If that single fact didn't undermine their entire thesis, then allow me to wreck the rest. The assumption that progress is all you need in an economy is false. You also need maintenance, for one. Do you clean your own offices, nerds? But more importantly: what is progress? We have "progressed" ourselves the last 2 centuries into a situation of looming environmental collapse. And when I spend half an hour a day watching facebook posts, does that make me any better? (And what do I compare it to?) The progression of technology may indeed make our way of life more sustainable and better, but we should always be critical of technology, and not stupidly elevate it to its own goal by which we measure all other activities.

The assumption that more competition and freer markets makes conditions better? Ludicrous. We are seeing that competition makes things slowly worse in the real world, if it can even be sustained - and if it breaks down into a monopoly it is even grimmer. But what about those tech companies competing against each other to produce better technology and better products every day? Sure, there are probably a handful of anecdotes to be found where people say they were motivated by competition. But even in the documentary, it is said that these geeks are not motivated by money or winning, but by creating new exciting stuff. If you develop a product just to destroy someone else's successful business, you are in fact a psychopath, are you not? Developing a product has its own rewards. Competition is the natural and unfortunate result of many enthusiastic people developing stuff at the same time, while consumers are not willing to buy everything. Cause: much development. Effect: competition. Not the other way around.

On the level of countries, we find that competition is code for lowering wages and rights. There's no reason to expect having more countries will buck that trend. And 192 "brands" is already a lot - remember that for computers we have roughly 3 realistic options generally, maybe a dozen if we look hard.

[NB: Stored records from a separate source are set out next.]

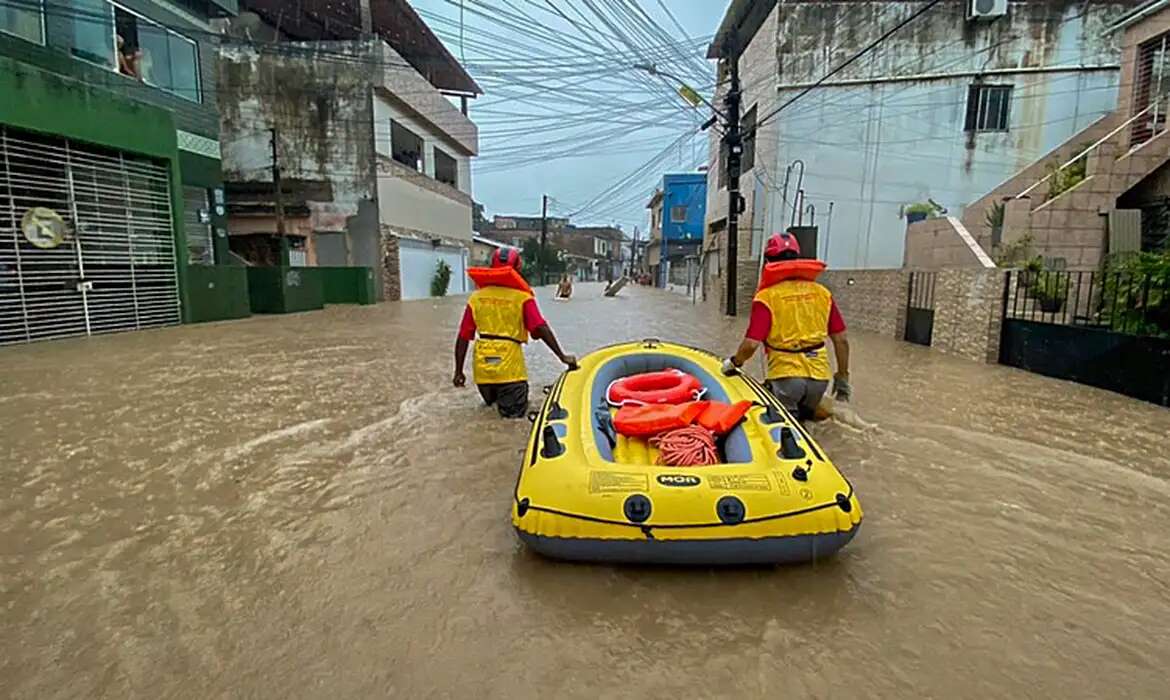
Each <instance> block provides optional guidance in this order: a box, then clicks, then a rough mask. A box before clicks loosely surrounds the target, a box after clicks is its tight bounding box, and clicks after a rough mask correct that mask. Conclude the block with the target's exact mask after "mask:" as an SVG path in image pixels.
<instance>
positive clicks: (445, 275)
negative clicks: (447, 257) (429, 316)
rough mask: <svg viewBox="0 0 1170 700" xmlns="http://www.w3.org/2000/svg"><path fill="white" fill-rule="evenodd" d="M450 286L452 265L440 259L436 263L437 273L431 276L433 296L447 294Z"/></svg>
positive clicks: (443, 295) (435, 268)
mask: <svg viewBox="0 0 1170 700" xmlns="http://www.w3.org/2000/svg"><path fill="white" fill-rule="evenodd" d="M449 286H450V266H449V265H447V262H446V261H443V260H440V261H439V262H438V263H436V265H435V274H434V276H433V277H431V296H447V288H448V287H449Z"/></svg>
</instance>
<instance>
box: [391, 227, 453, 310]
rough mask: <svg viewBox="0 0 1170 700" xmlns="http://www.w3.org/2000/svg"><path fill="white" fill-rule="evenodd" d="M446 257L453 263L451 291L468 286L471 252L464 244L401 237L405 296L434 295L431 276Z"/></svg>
mask: <svg viewBox="0 0 1170 700" xmlns="http://www.w3.org/2000/svg"><path fill="white" fill-rule="evenodd" d="M440 260H442V261H445V262H446V263H447V266H448V267H450V284H449V286H448V287H447V294H462V293H464V291H467V290H468V282H467V253H466V251H463V249H462V248H448V247H445V246H439V247H438V248H436V247H434V246H431V245H429V243H424V242H415V241H412V240H407V239H399V240H398V265H399V268H400V270H401V273H400V274H401V282H402V298H426V297H428V296H431V280H432V279H434V275H435V268H436V267H438V265H439V261H440Z"/></svg>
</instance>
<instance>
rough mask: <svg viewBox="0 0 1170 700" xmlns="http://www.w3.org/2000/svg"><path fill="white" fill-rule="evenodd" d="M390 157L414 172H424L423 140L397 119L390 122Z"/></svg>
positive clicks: (415, 133) (416, 133) (393, 119)
mask: <svg viewBox="0 0 1170 700" xmlns="http://www.w3.org/2000/svg"><path fill="white" fill-rule="evenodd" d="M390 157H391V158H393V159H394V160H398V162H399V163H401V164H402V165H405V166H406V167H409V169H411V170H413V171H414V172H424V164H422V138H421V137H419V135H418V133H414V132H413V131H411V130H409V129H407V128H406V126H402V125H401V124H400V123H398V122H397V121H395V119H391V121H390Z"/></svg>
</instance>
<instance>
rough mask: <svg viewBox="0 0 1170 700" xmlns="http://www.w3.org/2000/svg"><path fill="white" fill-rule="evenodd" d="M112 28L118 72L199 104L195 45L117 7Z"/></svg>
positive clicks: (184, 37) (123, 9) (156, 87)
mask: <svg viewBox="0 0 1170 700" xmlns="http://www.w3.org/2000/svg"><path fill="white" fill-rule="evenodd" d="M113 26H115V30H116V33H117V34H116V39H115V42H116V43H117V46H118V73H122V74H123V75H128V76H130V77H135V78H138V80H140V81H143V82H144V83H146V84H149V85H153V87H156V88H159V89H161V90H166V91H167V92H172V94H174V95H178V96H179V97H183V98H185V99H191V101H192V102H199V55H198V50H197V48H195V42H193V41H191V40H190V39H187V37H185V36H180V35H179V34H176V33H174V32H171V30H170V29H166V28H164V27H161V26H160V25H157V23H154V22H152V21H150V20H147V19H146V18H143V16H140V15H137V14H135V13H132V12H129V11H126V9H123V8H121V7H117V6H115V8H113Z"/></svg>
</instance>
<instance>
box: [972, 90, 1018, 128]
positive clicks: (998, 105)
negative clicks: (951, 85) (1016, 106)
mask: <svg viewBox="0 0 1170 700" xmlns="http://www.w3.org/2000/svg"><path fill="white" fill-rule="evenodd" d="M1011 99H1012V87H1011V85H985V84H982V83H977V84H975V85H971V87H970V88H968V91H966V123H965V124H964V126H963V130H964V131H1007V115H1009V109H1007V108H1009V105H1010V104H1011Z"/></svg>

That's evidence from observation. But even theoretically, it makes no sense to say that market systems produce the best value by definition. This has all been said before, and I'm bored to even finish this paragraph. The key word in this should be "value" and it is not taken into account in a capitalistic market economy. Value, despite what economists believe, is not a measurable and comparable entity. How much is water worth, which keeps you alive, compared to a new car, which can kill you? Even among products in a single narrow product group, it is often impossible to make a choice based on value. Let's say we compare bottled water (a horrible intervention in countries which have perfectly fine publicly owned tap water). You can look at pricing, and expect the quality of the water to be equal. Or you can believe what it says on the label. This water is fresh. The other one is natural. Oh, and there's one here that's from a spring. Who says the water from the spring is better than the fresh water? Maybe the spring is polluted (as a matter in fact, many "spring" waters are more contaminated than fresh water due to less regulation. Other "spring" waters are in fact tap water, because the tap water comes from the same spring, and is then bought by or given to the bottler from the public utility that extracted it.) And all of this assumes I'm only thinking about value in terms of the quality of the product I'm intending to consume. There's also the question of the plastic bottle that I'm forced to buy. The process of production has value. Do I know anybody in the processing plant who I value? Do they separate and recycle? Are some of the employees wearing red scarves, if I happen to appreciate that?

Let's just wrap this up. These "smart" people have no clue. It's easy to believe that you can do everything, reinvent the world, and the biggest obstacle is government, when all you see around you are young people like yourself, who are producing exciting new technologies.

But it's no basis for sound political thought.